4.4.2 Single vs co-ordinated governors and agents

For the purpose of devising queries that encompass all instances of the GA, we created a typology based on the possible dependency relations between the participles and their subjects (agents). Four types of GA were defined (see Figure 6): type 1) single participle governing a single agent; type 2) single participle governing co-ordinated agents; type 3) co-ordinated participles sharing a single agent; type 4) co-ordinated participles governing shared co-ordinated agents.

μηδενὸς δὲ ὠνητοῦ προσιόντος, ἐκκαλέσασθαί τινας βουλόμενος, ἐβόα ὡς ἀγαθοποιὸν δαίμονα καὶ κέρδους δωρητικὸν πιπράσκει. [42]
Since no buyer approached, wanting to call someone forth, he cried that the daemon is beneficent and bestowing profits.
ἐὰν δέ καταλείπωσιν Διονύσιος ἢ Καλλίστα χρέος τι, ἐξέστω τοῖς υἱοῖς μὴ ἐμβατεύειν, ἐὰν μὴ βούλωνται τελευτήσαντος Διονυσίου καὶ Καλλίστας. [43]
And if Dionysios and Kallista would leave behind any debt, may it be possible for the sons not to come into possession, if they do not wish so, after Dionysios and Kallista pass away.
ἐμοῦ γὰρ ἐκθρέψαντος τὴν ἐμαυτοῦ θυγατέρα καὶ παιδεύσαντος καὶ εἰς ἡλικίαν ἀγαγόντος, ἀκληρήσαντος δέ μου κατὰ τὸ ἴδιον σῶμα καὶ τοῖς ὀφθαλμοῖς ἀδυνατοῦντος, οὐχ οἵα μοι ἦν ἐπαρκεῖν τῶν ἀναγκαίων οὐδέν· [44]
For though I raised her, my own daughter, and educated her and brought her to maturity, when I was stricken with bodily ill-health and was losing my eyesight, she was not disposed to furnish me with any of the necessities of life. [45]
καὶ τοῦ μὲν Σπενδίου καὶ τοῦ Μάθω διαβαλλόντων καὶ κατηγορούντων τοῦ τε Γέσκωνος καὶ τῶν Καρχηδονίων ἤκουον καὶ προσεῖχον ἐπιμελῶς τὸν νοῦν τοῖς λεγομένοις. [46]
When Spendius and Mathos began to traduce and accuse Gesco and the Carthaginians, they were all ears and listened with great attention. [47]
Figure 6. Four types of GA.
4.4.3 Word Order
With treebanked data, we can also study in what order the words appear. For the GA construction, we have looked at two features: first, the order of the constituents within the construction—that is, if the agent is placed before or after the participle; and second, whether the GA appears before or after the predicate of the main clause (the matrix verb). For the first parameter, the papyrological data is very similar to the AGDT and Gorman corpora. In all, there is a tendency to place the agent before the participle—a little bit more in papyri than in literature: ca. 62% vs. 57% ‘agent-participle’ and ca. 34% vs. 39% ‘participle-agent’—and some instances of coordinated agents or participles where the order is mixed (ca. 4% for both types of corpora). In the second count, the GA construction is placed before the matrix verb both in the papyrological and literary corpora (ca. 60%). This feature is good to include in future studies of the absoluteness of the GA since the non-absolute constructions are said to be more common when the GA precedes the matrix clause.
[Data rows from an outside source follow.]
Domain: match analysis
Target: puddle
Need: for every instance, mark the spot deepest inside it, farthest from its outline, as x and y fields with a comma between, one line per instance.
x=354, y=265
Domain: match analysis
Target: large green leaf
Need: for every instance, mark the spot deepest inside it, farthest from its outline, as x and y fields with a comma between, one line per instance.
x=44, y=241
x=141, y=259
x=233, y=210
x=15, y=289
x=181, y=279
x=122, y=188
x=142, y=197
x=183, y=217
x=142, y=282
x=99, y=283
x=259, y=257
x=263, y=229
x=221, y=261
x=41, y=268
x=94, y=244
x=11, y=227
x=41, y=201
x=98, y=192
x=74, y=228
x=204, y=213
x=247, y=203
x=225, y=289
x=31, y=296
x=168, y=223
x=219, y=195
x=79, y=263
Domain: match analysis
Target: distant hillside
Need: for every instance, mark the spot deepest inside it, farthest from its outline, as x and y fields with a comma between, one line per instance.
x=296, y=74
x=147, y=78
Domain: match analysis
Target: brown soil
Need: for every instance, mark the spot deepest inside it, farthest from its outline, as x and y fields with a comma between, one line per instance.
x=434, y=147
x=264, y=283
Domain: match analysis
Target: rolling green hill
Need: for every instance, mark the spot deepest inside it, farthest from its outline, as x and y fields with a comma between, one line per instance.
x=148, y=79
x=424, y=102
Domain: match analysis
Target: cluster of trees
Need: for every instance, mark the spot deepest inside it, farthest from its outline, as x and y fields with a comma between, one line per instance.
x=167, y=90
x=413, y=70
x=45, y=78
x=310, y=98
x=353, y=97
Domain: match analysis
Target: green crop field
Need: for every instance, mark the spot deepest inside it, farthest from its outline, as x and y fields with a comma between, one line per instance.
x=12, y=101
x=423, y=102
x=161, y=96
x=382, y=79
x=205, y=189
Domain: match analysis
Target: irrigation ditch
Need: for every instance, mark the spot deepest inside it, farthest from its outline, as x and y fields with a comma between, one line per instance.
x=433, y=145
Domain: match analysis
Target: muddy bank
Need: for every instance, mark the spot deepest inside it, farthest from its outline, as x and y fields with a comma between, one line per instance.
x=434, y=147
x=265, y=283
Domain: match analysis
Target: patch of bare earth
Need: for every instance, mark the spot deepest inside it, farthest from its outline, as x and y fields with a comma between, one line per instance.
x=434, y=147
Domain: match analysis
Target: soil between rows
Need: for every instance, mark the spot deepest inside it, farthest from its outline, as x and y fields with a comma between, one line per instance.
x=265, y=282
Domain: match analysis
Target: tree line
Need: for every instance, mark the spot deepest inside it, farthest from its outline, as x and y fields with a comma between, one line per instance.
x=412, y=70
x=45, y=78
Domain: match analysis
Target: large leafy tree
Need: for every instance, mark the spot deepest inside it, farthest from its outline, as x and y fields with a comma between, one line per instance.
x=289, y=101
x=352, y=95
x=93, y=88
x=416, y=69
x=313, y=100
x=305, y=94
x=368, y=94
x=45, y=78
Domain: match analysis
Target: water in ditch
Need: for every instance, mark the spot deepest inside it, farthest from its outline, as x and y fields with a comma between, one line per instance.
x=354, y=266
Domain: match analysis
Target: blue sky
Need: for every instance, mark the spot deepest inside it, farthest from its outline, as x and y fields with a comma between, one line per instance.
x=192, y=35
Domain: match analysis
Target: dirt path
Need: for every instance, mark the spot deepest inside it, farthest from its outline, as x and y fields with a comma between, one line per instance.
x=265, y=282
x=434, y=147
5. Other Corpora and the Genitive Absolute


The parallel corpus of the New Testament for several ancient Indo-European languages includes also the Greek New Testament. [48] In addition, the PROIEL project has included parts of Herodotus’ Histories with a larger sample than the AGDT/Gorman corpus and a postclassical work, Sphrantzes’ Chronicles from the 15th century (Table 6). The annotation framework is similar but not identical to the AGDT formalism. [49] The data is available in different formats—e.g., xml and conll) for scholarly use—but it can also be queried directly in the Norwegian CLARIN’s Infrastructure for the Exploration of Syntax and Semantics (INESS). [50]

PROIEL corpus tokens sentences GA total GA % (of sentences)
Hdt 85080 5446 343 6.30%
NT 140763 11261 240 2.13%
Chron 24612 976 140 14.34%
Table 6. PROIEL corpora and the use of GA.
Table 6 gives the number of GA constructions in these corpora. [51] Interestingly, Herodotus’ percentage is somewhat lower than what we saw in the AGDT/Gorman corpora above. The larger PROIEL corpus includes not only the first book of Histories, which is also in AGDT/Gorman, but also part of book four and books five through seven, thus showing that the beginning of Histories appears to favor slightly the use of the GA. The New Testament writers use the GA very sparingly, almost as little as the epic and tragedy authors. Surprisingly, the late author Sphrantzes uses the GA the most; as a historian, he is obviously following the footsteps of the Hellenistic historians, using the GA approximately with the same frequency as Polybius, Dionysius Halicarnassus, and Plutarch. He also used types 2 and 3 of the GA proportionally more than Herodotus or NT writers, although type 1 was the most popular of all.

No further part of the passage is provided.